LifeHuman interest, Life




Bullet-ridden mother of twins battling between life and death at CBC Hospital

The life of a 23-year-old mother of twins is currently on the balance as she battles to stay alive not…

The life of a 23-year-old mother of twins is currently on the balance as she battles to stay alive not only for herself, but for her twins, who are less than a week old.

Her groaning was intense; her wailing heart-wrecking and her bawling made even patients in the Emergency Ward of the Cameroon Baptist Hospital Mutengene to forget about their own pains and illnesses and try to console her, when this reporter visited the health facility on Friday, April 27, 2018.

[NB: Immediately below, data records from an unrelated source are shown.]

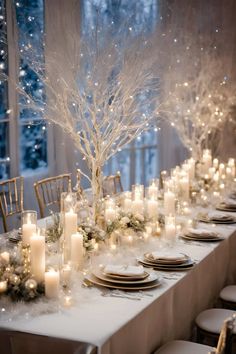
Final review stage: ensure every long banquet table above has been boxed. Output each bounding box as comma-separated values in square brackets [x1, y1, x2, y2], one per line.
[0, 212, 236, 354]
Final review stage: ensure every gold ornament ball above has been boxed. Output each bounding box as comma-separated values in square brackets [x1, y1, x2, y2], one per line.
[25, 279, 37, 290]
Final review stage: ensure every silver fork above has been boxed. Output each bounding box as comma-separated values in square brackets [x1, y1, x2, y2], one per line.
[101, 290, 141, 301]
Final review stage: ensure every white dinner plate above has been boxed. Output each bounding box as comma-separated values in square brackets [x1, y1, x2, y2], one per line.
[102, 271, 149, 281]
[180, 235, 224, 242]
[92, 271, 161, 285]
[144, 253, 189, 265]
[85, 275, 161, 291]
[137, 258, 195, 272]
[216, 204, 236, 213]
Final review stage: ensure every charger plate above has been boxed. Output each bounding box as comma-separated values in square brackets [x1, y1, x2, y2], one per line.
[92, 271, 160, 285]
[101, 271, 149, 281]
[137, 258, 195, 272]
[180, 235, 224, 242]
[85, 274, 161, 291]
[144, 253, 189, 265]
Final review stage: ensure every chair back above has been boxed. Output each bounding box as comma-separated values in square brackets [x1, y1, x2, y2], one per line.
[102, 172, 123, 197]
[0, 330, 97, 354]
[215, 314, 236, 354]
[0, 177, 24, 232]
[34, 174, 71, 218]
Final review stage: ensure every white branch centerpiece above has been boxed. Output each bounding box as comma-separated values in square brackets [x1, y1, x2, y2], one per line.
[15, 21, 159, 220]
[159, 31, 235, 159]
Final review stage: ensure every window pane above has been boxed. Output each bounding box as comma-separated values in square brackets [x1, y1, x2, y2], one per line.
[0, 123, 9, 179]
[82, 0, 159, 189]
[15, 0, 47, 174]
[0, 0, 8, 119]
[20, 123, 47, 174]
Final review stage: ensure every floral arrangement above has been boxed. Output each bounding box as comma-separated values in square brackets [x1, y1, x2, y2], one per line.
[0, 247, 44, 301]
[78, 223, 106, 251]
[106, 212, 147, 235]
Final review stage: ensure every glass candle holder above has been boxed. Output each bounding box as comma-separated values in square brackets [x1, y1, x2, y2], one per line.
[61, 192, 78, 262]
[21, 210, 37, 246]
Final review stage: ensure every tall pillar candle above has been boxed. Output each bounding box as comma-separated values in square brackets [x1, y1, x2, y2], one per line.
[179, 177, 189, 201]
[30, 234, 45, 282]
[164, 190, 175, 215]
[45, 270, 60, 299]
[22, 221, 36, 246]
[71, 232, 83, 267]
[64, 209, 77, 261]
[123, 198, 132, 213]
[147, 199, 158, 219]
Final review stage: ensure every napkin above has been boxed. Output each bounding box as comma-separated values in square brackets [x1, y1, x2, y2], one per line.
[208, 212, 233, 221]
[186, 228, 217, 238]
[148, 251, 186, 261]
[103, 264, 144, 276]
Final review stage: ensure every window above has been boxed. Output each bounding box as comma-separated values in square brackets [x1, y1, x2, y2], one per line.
[0, 0, 47, 178]
[82, 0, 159, 189]
[0, 0, 9, 179]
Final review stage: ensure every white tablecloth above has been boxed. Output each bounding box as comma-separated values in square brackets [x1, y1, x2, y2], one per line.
[0, 217, 236, 354]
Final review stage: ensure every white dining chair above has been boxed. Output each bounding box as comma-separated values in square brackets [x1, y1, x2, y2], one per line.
[0, 329, 97, 354]
[154, 316, 235, 354]
[195, 308, 236, 344]
[219, 285, 236, 310]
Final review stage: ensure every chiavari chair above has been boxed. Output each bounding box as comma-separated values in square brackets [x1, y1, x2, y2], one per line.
[34, 174, 71, 218]
[154, 315, 235, 354]
[0, 177, 24, 232]
[102, 172, 123, 197]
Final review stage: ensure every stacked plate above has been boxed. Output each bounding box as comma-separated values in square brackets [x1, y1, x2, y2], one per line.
[216, 199, 236, 212]
[181, 228, 223, 242]
[86, 265, 161, 291]
[138, 252, 194, 271]
[198, 212, 236, 224]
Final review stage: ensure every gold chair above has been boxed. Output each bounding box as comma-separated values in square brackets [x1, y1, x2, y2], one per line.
[34, 174, 71, 218]
[0, 177, 24, 232]
[102, 172, 123, 197]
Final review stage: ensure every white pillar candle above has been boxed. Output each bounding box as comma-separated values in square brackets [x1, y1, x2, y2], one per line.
[228, 157, 236, 178]
[208, 167, 216, 179]
[0, 251, 10, 264]
[60, 264, 71, 285]
[147, 199, 158, 219]
[30, 234, 45, 282]
[202, 150, 212, 175]
[148, 183, 158, 199]
[0, 280, 7, 294]
[165, 224, 176, 241]
[132, 199, 144, 215]
[123, 198, 132, 213]
[188, 158, 196, 181]
[64, 209, 77, 261]
[219, 163, 225, 177]
[179, 177, 189, 201]
[71, 232, 83, 267]
[22, 220, 36, 246]
[164, 190, 175, 215]
[105, 207, 116, 222]
[45, 270, 60, 299]
[213, 159, 219, 169]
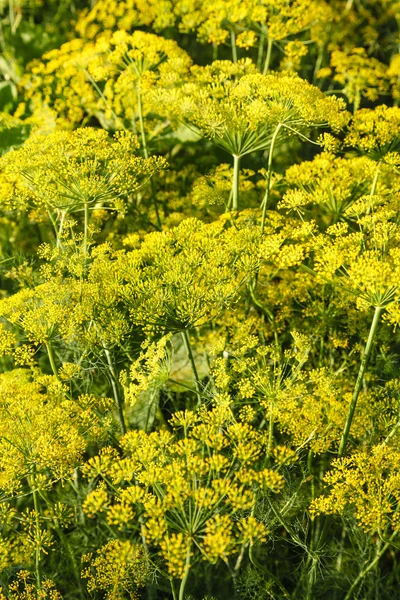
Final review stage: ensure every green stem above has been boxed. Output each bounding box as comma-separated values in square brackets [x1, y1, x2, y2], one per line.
[231, 29, 237, 62]
[249, 544, 290, 598]
[31, 482, 42, 590]
[56, 527, 84, 598]
[344, 531, 398, 600]
[56, 210, 67, 248]
[266, 402, 275, 462]
[178, 542, 191, 600]
[310, 306, 383, 584]
[232, 154, 240, 210]
[83, 202, 89, 269]
[338, 306, 383, 458]
[137, 77, 161, 229]
[169, 578, 178, 600]
[45, 341, 61, 382]
[257, 35, 265, 71]
[103, 343, 126, 434]
[182, 330, 201, 406]
[261, 123, 282, 234]
[263, 38, 272, 75]
[137, 78, 149, 158]
[369, 161, 381, 196]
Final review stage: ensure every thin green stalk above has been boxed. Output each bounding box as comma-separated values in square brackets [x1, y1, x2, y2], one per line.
[45, 341, 61, 382]
[257, 35, 265, 71]
[178, 542, 191, 600]
[103, 343, 126, 434]
[369, 161, 381, 196]
[182, 330, 201, 406]
[249, 544, 290, 598]
[338, 306, 383, 458]
[310, 306, 383, 576]
[261, 123, 282, 234]
[56, 527, 84, 598]
[266, 402, 275, 462]
[56, 210, 67, 248]
[169, 578, 178, 600]
[83, 202, 89, 268]
[31, 482, 42, 590]
[263, 38, 272, 75]
[344, 531, 398, 600]
[137, 77, 161, 229]
[232, 154, 240, 210]
[137, 77, 149, 158]
[231, 29, 237, 62]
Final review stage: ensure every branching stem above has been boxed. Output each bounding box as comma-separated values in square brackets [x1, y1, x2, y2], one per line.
[261, 123, 282, 234]
[182, 330, 201, 406]
[232, 154, 240, 210]
[338, 306, 383, 458]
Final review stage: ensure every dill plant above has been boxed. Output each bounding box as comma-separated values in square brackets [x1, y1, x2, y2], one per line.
[0, 0, 400, 600]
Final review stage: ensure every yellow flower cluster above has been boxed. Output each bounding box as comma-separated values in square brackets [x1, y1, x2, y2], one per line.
[83, 403, 283, 578]
[82, 540, 149, 600]
[311, 444, 400, 534]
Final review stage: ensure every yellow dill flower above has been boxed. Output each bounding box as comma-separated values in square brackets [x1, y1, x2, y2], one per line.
[310, 444, 400, 534]
[159, 60, 349, 157]
[0, 369, 112, 494]
[345, 104, 400, 160]
[82, 540, 150, 600]
[83, 398, 284, 578]
[0, 128, 166, 214]
[324, 48, 388, 111]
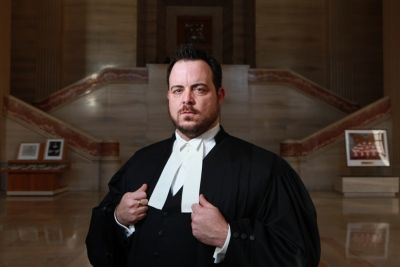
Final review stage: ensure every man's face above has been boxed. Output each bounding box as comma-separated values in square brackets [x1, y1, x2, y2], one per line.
[167, 60, 225, 140]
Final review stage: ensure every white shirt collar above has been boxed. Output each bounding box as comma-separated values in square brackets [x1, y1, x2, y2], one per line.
[175, 123, 221, 147]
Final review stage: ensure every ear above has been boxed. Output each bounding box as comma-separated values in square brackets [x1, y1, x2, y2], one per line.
[217, 87, 225, 104]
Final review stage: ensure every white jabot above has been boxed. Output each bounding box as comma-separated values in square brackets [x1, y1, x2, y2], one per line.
[148, 124, 220, 213]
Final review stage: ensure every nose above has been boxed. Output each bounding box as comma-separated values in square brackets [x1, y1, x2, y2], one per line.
[182, 89, 194, 105]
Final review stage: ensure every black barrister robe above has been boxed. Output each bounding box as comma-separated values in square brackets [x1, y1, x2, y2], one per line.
[86, 129, 320, 267]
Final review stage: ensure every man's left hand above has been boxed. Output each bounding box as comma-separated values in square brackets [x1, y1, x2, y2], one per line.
[192, 194, 228, 248]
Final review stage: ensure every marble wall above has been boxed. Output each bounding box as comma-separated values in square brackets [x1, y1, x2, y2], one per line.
[382, 0, 400, 182]
[0, 0, 11, 178]
[12, 0, 382, 109]
[287, 117, 398, 191]
[50, 64, 346, 189]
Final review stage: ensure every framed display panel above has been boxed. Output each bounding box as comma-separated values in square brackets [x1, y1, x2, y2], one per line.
[345, 130, 390, 166]
[17, 143, 40, 160]
[44, 139, 64, 160]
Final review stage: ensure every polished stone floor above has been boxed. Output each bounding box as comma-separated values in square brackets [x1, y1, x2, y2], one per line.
[0, 192, 400, 267]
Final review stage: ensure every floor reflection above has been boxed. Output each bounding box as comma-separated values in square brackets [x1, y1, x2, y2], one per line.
[0, 192, 400, 267]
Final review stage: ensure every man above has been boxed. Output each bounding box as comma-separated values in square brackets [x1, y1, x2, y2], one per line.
[86, 46, 320, 267]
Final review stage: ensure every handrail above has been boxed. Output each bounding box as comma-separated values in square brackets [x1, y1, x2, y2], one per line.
[35, 68, 148, 112]
[35, 68, 359, 113]
[280, 97, 390, 157]
[4, 95, 119, 159]
[249, 69, 360, 113]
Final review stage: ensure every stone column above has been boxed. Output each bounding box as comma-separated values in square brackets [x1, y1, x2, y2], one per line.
[383, 0, 400, 176]
[0, 0, 11, 191]
[0, 0, 11, 164]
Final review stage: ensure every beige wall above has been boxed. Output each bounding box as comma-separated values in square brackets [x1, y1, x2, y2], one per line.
[383, 0, 400, 176]
[11, 0, 137, 103]
[255, 0, 328, 86]
[62, 0, 137, 86]
[255, 0, 383, 105]
[0, 0, 11, 163]
[11, 0, 383, 108]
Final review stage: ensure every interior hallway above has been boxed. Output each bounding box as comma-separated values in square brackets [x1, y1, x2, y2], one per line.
[0, 192, 400, 267]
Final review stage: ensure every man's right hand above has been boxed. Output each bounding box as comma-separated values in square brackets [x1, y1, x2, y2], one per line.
[115, 184, 149, 226]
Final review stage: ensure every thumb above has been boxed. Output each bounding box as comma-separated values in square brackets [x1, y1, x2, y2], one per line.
[199, 194, 213, 207]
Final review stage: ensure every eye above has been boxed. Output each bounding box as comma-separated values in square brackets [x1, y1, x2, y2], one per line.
[171, 87, 183, 95]
[193, 85, 208, 95]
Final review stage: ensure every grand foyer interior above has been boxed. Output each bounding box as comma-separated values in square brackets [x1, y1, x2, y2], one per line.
[0, 0, 400, 266]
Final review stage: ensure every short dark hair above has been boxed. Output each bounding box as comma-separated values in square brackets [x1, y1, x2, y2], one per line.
[167, 44, 222, 91]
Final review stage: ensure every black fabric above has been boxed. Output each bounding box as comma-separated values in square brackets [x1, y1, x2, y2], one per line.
[86, 130, 320, 267]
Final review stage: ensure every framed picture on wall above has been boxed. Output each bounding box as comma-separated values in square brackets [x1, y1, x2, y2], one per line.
[17, 143, 40, 160]
[345, 130, 390, 166]
[44, 139, 64, 160]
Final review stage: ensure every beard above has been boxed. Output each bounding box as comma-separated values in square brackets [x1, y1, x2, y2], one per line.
[169, 106, 220, 139]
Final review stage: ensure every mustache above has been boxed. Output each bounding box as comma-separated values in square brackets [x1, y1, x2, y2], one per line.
[178, 105, 198, 113]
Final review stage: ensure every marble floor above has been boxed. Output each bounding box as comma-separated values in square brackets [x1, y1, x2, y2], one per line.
[0, 192, 400, 267]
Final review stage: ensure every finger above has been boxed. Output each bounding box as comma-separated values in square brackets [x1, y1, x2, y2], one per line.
[139, 198, 149, 206]
[199, 194, 214, 207]
[192, 203, 199, 214]
[137, 184, 147, 192]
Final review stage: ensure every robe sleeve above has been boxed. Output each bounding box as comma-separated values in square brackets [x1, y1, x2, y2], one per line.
[86, 160, 133, 267]
[223, 161, 320, 267]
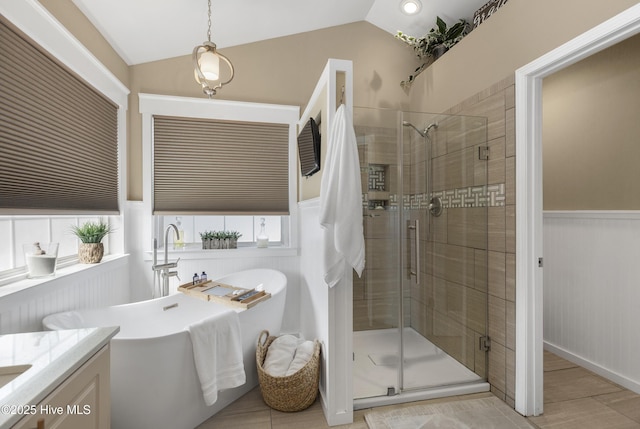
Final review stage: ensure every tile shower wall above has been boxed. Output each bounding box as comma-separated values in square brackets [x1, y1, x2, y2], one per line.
[353, 125, 400, 331]
[444, 76, 516, 406]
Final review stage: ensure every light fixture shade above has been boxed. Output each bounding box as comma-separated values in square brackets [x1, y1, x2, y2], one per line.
[400, 0, 422, 15]
[193, 41, 234, 98]
[198, 50, 220, 80]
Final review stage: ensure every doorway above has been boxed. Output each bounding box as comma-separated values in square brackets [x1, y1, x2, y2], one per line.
[515, 5, 640, 415]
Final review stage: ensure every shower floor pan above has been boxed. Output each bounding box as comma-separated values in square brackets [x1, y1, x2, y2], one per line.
[353, 328, 489, 409]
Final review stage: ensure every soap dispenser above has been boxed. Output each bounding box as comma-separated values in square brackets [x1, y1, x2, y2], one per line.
[173, 216, 184, 249]
[256, 217, 269, 249]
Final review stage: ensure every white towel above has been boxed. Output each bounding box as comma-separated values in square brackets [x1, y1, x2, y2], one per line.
[42, 311, 85, 331]
[188, 310, 246, 405]
[285, 341, 316, 376]
[262, 335, 299, 377]
[320, 104, 365, 287]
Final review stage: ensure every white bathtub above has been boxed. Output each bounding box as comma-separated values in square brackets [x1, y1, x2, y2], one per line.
[43, 269, 287, 429]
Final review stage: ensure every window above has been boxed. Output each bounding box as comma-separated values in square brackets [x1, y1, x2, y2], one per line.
[0, 2, 129, 285]
[0, 215, 119, 285]
[0, 19, 118, 214]
[158, 215, 282, 248]
[140, 94, 299, 247]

From information gathered, the 23-year-old was ferried in from Konye Sub-division, Meme Division of the South West Region to the CBC Hospital Muntengene, on Tuesday, April 24, 2018, after she was allegedly shot by security officers, few hours after she gave birth to the set of twins.

The husband of the 23-year-old and her mother in-law were so frightened to open up to the press given the ordeal they have gone through this week. They duo only accepted to speak to the press on condition of anonymity.  They even snubbed the plea of a Government official, who requested them to tell him their story.

Recounting their ordeal, the father of twin said: “I am a motor bike rider and a famer in Konye. I am resident there with my family, but for the past two months, I and my pregnant wife have been living in the forest for fear of the military crackdown in the area,” he said.

The bike rider said further asserted that when her wife started feeling labour pains, they decided to go back home.  “I didn’t want my wife to give birth in the forest, so we sneaked back to our home. The next morning I left the house to go and look for something for my wife and my mother to eat, since we are no longer riding our bikes because of the ban placed by Government and we can no longer go to the farm because our farms have become battle grounds between Ambazonia Defence Forces and the Cameroon military.  Few hours after, my mother called me, informing me that my wife has given birth to a set of twin.  when she left her to go and warm water to clean her up in the kitchen; she heard a loud sound of the gun from behind, when she rushed back into the house, my wife’s arm was completely shattered by bullets, she saw an army hilux driving off after the incident. I also bypassed the military vehicles on my way home,” he recounted.

The biker said when he got home, he saw his wife bleeding profusely and he had to use the money he has borrowed from his friend to transport his wife from Konye to Mutengene for medical attention, given that even hospitals in Kumba are not safe.

When this reporter visited the ward in which the mother of the twin was admitted into, she could not even breastfeed her children because her arm was cemented and placed on support. The medic who was attending to her said the two children will be introduced to milk to keep them alive, since their mother cannot breastfeed them.

After listening to the boy’s chronicle, a well placed South West elite in the Government doled out some bank notes and handed over to the father of the twins to assist him in purchasing milk for the young children.